CRM Authentication Test

Microsoft Dynamics CRM supports two security models for authentication: claims-based authentication and Active Directory authentication. The type of authentication used depends on the type of deployment your application is accessing: Microsoft Dynamics CRM Online or Microsoft Dynamics CRM 2011.

In large environments where both types of deployments are in vogue, it becomes imminent to identify the security model that plays a major role in authentication. This is where the CRM Authentication test helps! This test reveals the numerical statistics of the following:

  • The authentication requests that were unsuccessful
  • The authentication requests that were processed per minute
  • The authentication requests that failed when processed using the active directory authentication credentials, Windows Live ID, claim based authentication respectively
  • The authentication requests that were processed using the active directory authentication credentials, Windows Live ID, laim based authentication respectively.
  • The authentication requests that were processed using the MSCRM_CONFIG database.

Target of the test : A Microsoft Dynamics CRM 2011 Server

Agent deploying the test : A remote agent

Outputs of the test : One set of results for each Microsoft Dynamics CRM 2011 server to be monitored.

Configurable parameters for the test
Parameters Description

Test Period

This indicates how often should the test be executed.

Host

The host for which the test is to be configured.

Port

The port number at which the specified host listens to. By default, this is NULL.

Measurements made by the test
Measurement Description Measurement Unit Interpretation

Windows authentication failures

Indicates the number of unsuccessful authentication requests per minute.

Number

The authentication failure may have occurred due to various causes such as the failure in communication between the Microsoft Dynamics CRM and the Kerberos servers even though the user was successfully authenticated by the active directory, a token expiry or due to invalid user credentials. A low value is desired for this measure.
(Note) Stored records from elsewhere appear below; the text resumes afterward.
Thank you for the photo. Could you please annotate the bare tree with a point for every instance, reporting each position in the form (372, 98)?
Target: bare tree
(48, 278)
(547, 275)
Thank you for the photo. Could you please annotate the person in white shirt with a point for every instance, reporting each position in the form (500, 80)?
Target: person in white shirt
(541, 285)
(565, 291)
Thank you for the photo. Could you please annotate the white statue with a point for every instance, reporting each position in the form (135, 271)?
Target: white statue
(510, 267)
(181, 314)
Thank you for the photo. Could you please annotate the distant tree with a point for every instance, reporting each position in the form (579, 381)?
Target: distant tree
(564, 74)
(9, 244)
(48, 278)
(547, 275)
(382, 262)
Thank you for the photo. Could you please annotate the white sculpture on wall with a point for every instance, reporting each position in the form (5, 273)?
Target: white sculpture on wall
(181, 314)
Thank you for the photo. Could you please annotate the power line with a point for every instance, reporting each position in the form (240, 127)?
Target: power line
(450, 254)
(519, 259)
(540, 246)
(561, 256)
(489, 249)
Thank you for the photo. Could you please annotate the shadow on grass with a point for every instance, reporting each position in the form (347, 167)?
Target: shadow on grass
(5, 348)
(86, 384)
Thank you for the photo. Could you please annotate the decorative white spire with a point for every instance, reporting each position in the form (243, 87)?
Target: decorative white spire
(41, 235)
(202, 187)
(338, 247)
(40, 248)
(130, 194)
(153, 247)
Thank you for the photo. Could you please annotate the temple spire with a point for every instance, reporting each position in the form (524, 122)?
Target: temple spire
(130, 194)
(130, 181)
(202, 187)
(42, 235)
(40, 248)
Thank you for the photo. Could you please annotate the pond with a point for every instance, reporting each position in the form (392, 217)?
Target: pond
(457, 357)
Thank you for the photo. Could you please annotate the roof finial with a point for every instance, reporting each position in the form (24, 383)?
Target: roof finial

A high value of this measure may indicate that either the server is possibly under a Denial of Service attack or there is a problem with the Authentication service configuration.

Windows authentication attempts

Indicates the total number of authentication requests that were processed per minute.

Number

The value of this measure is the sum of both successful and unsuccessful authentication requests.
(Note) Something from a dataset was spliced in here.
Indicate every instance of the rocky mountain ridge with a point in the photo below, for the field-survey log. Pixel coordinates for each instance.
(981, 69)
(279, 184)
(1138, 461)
This measure is a clear indicator of the load on the Microsoft Dynamics CRM server in terms of authentication requests.

Post authentication failures

Indicates the total number of authentication requests that failed when processed using the Active Directory authentication credentials.

Number

This measure is the total value of all successful and unsuccessful authentication  attempts.

Post authentication attempts

Indicates the number of authentication requests that were processed using the active directory authentication credentials.

Number

 

Passport authentication failures

Indicates the number of failed authentication requests per minute that are processed using the authentication credentials of the Microsoft account i.e., the Windows Live ID.

Number

A low value is desired for this measure. A high value of this measure may indicate that either the server is possibly under a Denial of Service attack or there is a problem with the authentication service configuration.

Passport authentication attempts

Indicates the number of authentication requests per minute that were processed using Windows Live ID authentication credentials.

Number

 

Claims authentication attempts

Indicates the number of authentication requests per minute that were processed using claim based authentication.

Number

Claims-based authentication provides an industry standard security protocol to authenticate a user on a host computer. Claims-based authentication is a set of WS-* standards describing the use of a Security Assertion Markup Language (SAML) token in either passive mode (when WS-Federation is used with the Microsoft Dynamics CRM 2011 web application) or active mode (where WS-Trust is used with Windows Communication Foundation (WCF) clients). This authentication works together with WCF to provide secure user authentication and a communication channel with a Microsoft Dynamics CRM server.

Claims authentication failures

Indicates the number of authentication requests that failed per minute when processed using claim based authentication.

Number

ConfigDB windows authentication failures

Indicates the number of unsuccessful authentication requests per minute that were processed using active directory authentication credentials.

Number

A low value is desired for this measure. A high value of this measure may indicate that either the server is possibly under a Denial of Service attack or there is a problem with the authentication service configuration.

ConfigDB windows authentication attempts

Indicates the number of authentication requests that were processed using the MSCRM_CONFIG database.

Number

The MSCRM_CONFIG database houses implementation data and other information relevant to the usage of all the databases available in the Microsoft Dynamics CRM server.

The value of this measure includes both successful and unsuccessful authentication requests that were processed.

This measure is a clear indicator of the load on the Microsoft Dynamics CRM server.